How can you protect your photos on the Internet?
Faced with the recurring problems of theft, impersonation and counterfeiting on the Internet and social networks, it is imperative, as a photographer, to learn how to protect your photos online. To do this, various methods are to be used.
Publish your images in low definition
Photo thieves are most often looking for clear, crisp images, in other words, high-definition photos. To catch them off guard, it is advisable to only publish images that are no larger than 1,500 pixels and less than one megabyte.
Use the watermark technique
In addition to being a subtle way to advertise yourself, the watermarking technique is also an effective way to protect your images on the Internet. It consists of writing your name or nickname as a photographer on a part of the photo. Software, such as Photoshop and Lightroom, can be used to create the watermark.
Less visible and therefore more discreet than the watermark, the metadata technique consists in filling in the International Press Telecommunications Council (IPTC) fields with all the information related to a photo before publishing it. The information to be mentioned includes the technical characteristics of the image, the model of camera used, the exposure time, the resolution, the location, the copyright notice, the contact details of the author, etc.
Disable the right click option
Use private galleries
This image protection trick consists of requiring users to use a direct link, a password or an authorization by personal identifiers before accessing the published photos.
Show legal notices
The posting of legal notices is a method of prevention against any attempt of theft perpetrated by people who are sometimes naive and under-informed about copyright. It consists of accompanying the photos that you publish with the conditions that must be respected if they are to be reused.
How can you protect your photos on the Internet?
The JPEG or JPG format
Nicknamed a destructive format because of its tendency to compress image information, the Joint Photographic Experts Group (JPEG) format is mostly used on the Internet. Universal and standard, it can be read by all IT tools, from computers to mobile phones to tablets.

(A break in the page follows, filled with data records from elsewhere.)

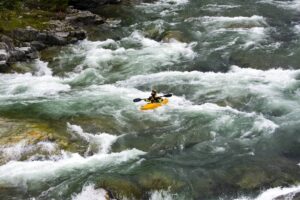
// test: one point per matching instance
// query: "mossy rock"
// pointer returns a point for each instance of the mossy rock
(121, 188)
(173, 35)
(160, 181)
(11, 19)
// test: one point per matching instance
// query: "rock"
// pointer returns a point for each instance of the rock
(173, 35)
(7, 40)
(38, 45)
(4, 46)
(17, 55)
(3, 66)
(79, 35)
(91, 4)
(32, 55)
(51, 39)
(25, 35)
(84, 18)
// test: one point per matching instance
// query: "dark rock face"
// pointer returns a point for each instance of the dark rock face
(91, 4)
(30, 41)
(81, 18)
(23, 44)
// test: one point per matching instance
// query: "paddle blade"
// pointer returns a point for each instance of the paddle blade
(137, 100)
(168, 95)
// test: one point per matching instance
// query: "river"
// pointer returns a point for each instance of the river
(69, 127)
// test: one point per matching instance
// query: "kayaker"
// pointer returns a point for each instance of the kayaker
(153, 98)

It is used in particular to send photos by email or slideshows. On the other hand, the JPEG format is not recommended if you want to do photo editing or post-processing, because it does not allow you to adjust the color balance.
The TIFF format
Created in 1986, the Tagged Image File Format is ideal for preserving the quality of an image during export, since it does not compress the image data.
However, with such a format, we have huge files that can be several tens of megabytes. Clearly, this is a particularly storage-space-hungry format. TIFF files are therefore preferred when you want to print photos on paper.
Portable Networks Graphics is a format that has the advantage of preserving the pixelation and therefore the quality of the images during export. It can be used when you want to share photos on social networks, send an image by email or print a photo.
Apart from these common formats, images can be exported in other formats, such as:
- Graphics Interchange Format (GIF), used to export animated images;
- Photoshop Document (PSD), used in the context of transferring images between collaborators on a common creative project;
- Adobe Illustrator Document (Ai), which is a format that allows the recipient to access and rework the source image;
Despite the multiplicity of formats, JPEG and TIFF are the most common and convenient in the photographic world, as they are relatively simple to set up and easily readable.